Order
From Wikiquote
Order is the state of being arranged; the opposite of chaos.
[edit] Sourced
- Order is the law of all intelligible existence.
- John Stuart Blackie, reported in Josiah Hotchkiss Gilbert, Dictionary of Burning Words of Brilliant Writers (1895), p. 440.
- Let all things be done decently and in order.
- I Corinthians, XIV. 40.
- For the world was built in order
And the atoms march in tune;
Rhyme the pipe, and Time the warder,
The sun obeys them, and the moon.- Ralph Waldo Emerson, Monadnock, Stanza 12; reported in Hoyt's New Cyclopedia Of Practical Quotations (1922), p. 574.

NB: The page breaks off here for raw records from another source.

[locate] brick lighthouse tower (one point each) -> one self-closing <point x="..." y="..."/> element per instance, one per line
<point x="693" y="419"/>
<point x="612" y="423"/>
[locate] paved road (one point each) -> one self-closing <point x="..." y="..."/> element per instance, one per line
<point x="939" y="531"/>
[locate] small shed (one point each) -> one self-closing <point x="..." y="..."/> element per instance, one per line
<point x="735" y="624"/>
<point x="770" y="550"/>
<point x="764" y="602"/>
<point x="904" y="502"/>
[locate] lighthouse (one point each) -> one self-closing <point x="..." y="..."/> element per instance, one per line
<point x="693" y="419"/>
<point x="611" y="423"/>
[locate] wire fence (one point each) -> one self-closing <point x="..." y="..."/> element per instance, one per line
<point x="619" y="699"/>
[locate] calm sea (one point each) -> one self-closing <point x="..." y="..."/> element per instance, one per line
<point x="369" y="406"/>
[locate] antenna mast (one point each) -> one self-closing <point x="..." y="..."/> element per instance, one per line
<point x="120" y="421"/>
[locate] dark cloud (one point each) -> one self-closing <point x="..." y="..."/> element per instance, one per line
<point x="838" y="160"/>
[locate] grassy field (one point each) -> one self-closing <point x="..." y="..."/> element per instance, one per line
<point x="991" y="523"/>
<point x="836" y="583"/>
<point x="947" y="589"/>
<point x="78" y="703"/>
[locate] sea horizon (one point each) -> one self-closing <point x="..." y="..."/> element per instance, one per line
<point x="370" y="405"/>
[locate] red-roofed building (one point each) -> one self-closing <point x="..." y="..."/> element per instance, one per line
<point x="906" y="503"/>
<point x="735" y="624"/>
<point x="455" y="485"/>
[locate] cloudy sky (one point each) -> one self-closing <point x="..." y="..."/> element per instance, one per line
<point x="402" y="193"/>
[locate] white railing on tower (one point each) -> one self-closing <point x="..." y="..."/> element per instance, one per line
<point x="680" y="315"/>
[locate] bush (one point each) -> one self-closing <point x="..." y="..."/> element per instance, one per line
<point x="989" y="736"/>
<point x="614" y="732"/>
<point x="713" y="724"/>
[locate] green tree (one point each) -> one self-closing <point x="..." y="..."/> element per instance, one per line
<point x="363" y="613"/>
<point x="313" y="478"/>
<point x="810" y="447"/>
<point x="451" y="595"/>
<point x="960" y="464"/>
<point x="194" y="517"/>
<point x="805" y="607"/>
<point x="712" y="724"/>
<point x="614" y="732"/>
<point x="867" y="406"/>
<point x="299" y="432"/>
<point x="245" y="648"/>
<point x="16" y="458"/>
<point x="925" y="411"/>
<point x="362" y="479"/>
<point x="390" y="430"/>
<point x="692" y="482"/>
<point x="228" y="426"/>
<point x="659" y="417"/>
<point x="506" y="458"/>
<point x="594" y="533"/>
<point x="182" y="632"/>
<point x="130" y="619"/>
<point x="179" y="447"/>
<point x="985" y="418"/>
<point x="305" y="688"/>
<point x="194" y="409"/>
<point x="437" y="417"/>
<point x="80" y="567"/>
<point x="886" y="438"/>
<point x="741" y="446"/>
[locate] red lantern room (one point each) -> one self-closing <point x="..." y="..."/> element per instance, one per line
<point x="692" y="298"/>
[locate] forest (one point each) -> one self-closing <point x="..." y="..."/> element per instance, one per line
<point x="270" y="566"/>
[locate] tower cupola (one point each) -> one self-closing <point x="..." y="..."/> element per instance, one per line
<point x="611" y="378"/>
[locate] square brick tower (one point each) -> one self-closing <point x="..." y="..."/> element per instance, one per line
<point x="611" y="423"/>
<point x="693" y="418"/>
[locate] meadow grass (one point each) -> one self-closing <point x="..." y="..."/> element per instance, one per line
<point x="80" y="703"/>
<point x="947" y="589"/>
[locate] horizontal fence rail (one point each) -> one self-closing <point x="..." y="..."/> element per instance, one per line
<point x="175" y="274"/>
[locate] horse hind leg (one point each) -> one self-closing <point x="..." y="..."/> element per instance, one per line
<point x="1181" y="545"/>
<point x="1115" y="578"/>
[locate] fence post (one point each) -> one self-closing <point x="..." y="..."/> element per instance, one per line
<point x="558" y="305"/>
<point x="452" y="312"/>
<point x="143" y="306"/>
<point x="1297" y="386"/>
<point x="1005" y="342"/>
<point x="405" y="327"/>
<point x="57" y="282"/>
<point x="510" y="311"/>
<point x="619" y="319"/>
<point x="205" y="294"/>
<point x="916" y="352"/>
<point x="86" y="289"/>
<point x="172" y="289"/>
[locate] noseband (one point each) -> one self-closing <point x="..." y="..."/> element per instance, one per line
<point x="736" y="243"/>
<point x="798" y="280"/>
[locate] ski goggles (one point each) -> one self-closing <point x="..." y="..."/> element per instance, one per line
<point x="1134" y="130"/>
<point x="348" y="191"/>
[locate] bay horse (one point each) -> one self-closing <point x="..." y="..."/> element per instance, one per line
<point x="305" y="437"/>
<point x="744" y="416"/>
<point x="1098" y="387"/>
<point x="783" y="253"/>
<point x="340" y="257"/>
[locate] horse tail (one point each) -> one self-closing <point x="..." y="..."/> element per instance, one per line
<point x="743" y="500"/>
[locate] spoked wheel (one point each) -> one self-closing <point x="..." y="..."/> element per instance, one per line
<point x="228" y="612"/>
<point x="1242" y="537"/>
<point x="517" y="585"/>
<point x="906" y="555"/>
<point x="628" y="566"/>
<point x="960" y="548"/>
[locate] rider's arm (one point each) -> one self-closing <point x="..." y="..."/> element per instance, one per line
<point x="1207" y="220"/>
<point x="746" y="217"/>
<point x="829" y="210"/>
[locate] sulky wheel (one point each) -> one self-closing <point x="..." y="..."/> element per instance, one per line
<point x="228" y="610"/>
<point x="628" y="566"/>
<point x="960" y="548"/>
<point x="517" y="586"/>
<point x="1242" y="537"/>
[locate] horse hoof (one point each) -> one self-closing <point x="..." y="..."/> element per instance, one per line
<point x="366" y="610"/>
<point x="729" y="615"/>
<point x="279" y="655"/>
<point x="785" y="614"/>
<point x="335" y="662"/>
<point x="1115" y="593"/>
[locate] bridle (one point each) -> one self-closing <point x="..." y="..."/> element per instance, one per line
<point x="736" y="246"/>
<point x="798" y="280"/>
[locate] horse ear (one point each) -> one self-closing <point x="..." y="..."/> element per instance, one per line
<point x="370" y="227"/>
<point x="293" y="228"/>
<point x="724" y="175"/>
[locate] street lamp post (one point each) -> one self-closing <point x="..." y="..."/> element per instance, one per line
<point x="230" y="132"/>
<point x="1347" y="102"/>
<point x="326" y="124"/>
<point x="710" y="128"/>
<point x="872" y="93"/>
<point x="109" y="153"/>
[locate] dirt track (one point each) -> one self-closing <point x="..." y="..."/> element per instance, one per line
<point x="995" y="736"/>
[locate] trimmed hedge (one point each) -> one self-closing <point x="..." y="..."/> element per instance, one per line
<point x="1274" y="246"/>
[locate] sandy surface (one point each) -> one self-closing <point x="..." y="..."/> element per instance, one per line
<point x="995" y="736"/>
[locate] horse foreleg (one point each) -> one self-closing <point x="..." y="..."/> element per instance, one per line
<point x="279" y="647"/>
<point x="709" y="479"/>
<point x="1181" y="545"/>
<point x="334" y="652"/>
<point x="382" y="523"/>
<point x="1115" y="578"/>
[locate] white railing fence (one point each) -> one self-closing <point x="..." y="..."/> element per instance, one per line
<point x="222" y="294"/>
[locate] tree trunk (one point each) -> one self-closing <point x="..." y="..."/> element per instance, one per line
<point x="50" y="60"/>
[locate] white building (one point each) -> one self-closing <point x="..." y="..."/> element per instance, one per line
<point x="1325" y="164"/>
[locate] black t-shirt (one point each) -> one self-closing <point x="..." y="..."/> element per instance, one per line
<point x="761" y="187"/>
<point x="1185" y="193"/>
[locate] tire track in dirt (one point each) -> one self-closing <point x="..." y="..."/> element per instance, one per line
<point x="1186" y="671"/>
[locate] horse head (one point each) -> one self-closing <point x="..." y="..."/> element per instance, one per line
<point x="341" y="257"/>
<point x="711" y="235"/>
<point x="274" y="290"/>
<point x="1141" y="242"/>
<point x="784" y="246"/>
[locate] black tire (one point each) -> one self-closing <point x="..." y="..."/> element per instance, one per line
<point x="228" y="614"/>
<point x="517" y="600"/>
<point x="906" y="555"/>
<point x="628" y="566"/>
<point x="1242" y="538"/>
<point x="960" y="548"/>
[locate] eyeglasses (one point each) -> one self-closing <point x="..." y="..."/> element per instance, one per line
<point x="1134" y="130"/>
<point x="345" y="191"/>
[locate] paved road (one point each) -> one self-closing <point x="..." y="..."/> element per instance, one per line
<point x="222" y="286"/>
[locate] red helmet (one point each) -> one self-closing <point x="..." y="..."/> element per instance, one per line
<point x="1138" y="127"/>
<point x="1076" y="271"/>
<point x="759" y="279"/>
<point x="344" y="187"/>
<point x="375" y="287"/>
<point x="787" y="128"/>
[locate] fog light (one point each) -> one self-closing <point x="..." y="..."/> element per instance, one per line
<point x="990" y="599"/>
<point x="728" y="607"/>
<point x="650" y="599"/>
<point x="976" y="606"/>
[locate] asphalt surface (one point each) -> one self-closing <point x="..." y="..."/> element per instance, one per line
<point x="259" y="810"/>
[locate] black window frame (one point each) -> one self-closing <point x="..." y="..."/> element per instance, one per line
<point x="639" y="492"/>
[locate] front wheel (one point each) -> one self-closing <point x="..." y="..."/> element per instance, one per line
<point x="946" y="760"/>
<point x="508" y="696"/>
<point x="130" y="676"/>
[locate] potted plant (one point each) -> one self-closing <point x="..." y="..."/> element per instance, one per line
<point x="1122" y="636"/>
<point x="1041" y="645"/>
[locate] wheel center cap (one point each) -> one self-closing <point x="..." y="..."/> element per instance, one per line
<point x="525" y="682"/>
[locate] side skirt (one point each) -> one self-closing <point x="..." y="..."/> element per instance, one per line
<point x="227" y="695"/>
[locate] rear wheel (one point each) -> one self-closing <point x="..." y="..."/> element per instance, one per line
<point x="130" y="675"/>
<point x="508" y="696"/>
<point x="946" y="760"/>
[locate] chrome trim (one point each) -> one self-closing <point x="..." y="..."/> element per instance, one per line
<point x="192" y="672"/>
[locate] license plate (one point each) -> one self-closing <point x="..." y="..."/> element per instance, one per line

- Can any man have a higher notion of the rule of right and the eternal fitness of things?
- Henry Fielding, The History of Tom Jones (1749), Book IV, Chapter IV. Samuel Clarke—Being and Attributes of God. John Leland—Review of Morgan's Moral Philosopher. I. 154. (Ed. 1807). Also his Inquiry into Lord Bolingbroke's Writings. Letter XXII. I. 451.
- Order. Let all your things have their places; let each part of your business have its time.
- Benjamin Franklin, quoted from his autobiography.
- Set thine house in order.
- Isaiah, XXXVIII. 1.
- To make the plough go before the horse.
- James I of England, letter to the Lord Keeper (July, 1617).
- Space and light and order. Those are the things that men need just as much as they need bread or a place to sleep.
- Le Corbusier, quoted in his obituary, The New York Times, 1965.
- Confusion heard his voice, and wild uproar
Stood ruled, stood vast infinitude confined;
Till at his second bidding darkness fled,
Light shone, and order from disorder sprung.- John Milton, Paradise Lost (1667; 1674), Book III, line 710.
- Not chaos-like together crush'd and bruis'd,
But, as the world, harmoniously confused:
Where order in variety we see,
And where tho' all things differ, all agree.- Alexander Pope, Windsor Forest (1713), line 13.
- Order is Heaven's first law; and this confess,
Some are and must be greater than the rest.- Alexander Pope, An Essay on Man (1733-34), Epistle IV, line 49.
- Folie est mettre la charrue devant les bœufs.
- It is folly to put the plough in front of the oxen.
- François Rabelais, Gargantua (1534), Chapter XI.
- Not a mouse
Shall disturb this hallow'd house:
I am sent with broom before,
To sweep the dust behind the door.- William Shakespeare, A Midsummer Night's Dream (c. 1595-96), Act V, scene 1, line 394.
- The heavens themselves, the planets and this centre
Observe degree, priority and place,
Insisture, course, proportion, season, form,
Office and custom, in all line of order.- William Shakespeare, Troilus and Cressida (c. 1602), Act I, scene 3, line 85.
- Order is the sanity of the mind, the health of the body, the peace of the city, the security of the State.
- Robert Southey, reported in Josiah Hotchkiss Gilbert, Dictionary of Burning Words of Brilliant Writers (1895), p. 440.
- As order is heavenly, where quiet is had,
So error is hell, or a mischief as bad.- Thomas Tusser, Points of Huswifery (1561), Huswifery Admonitions, XII, p. 251.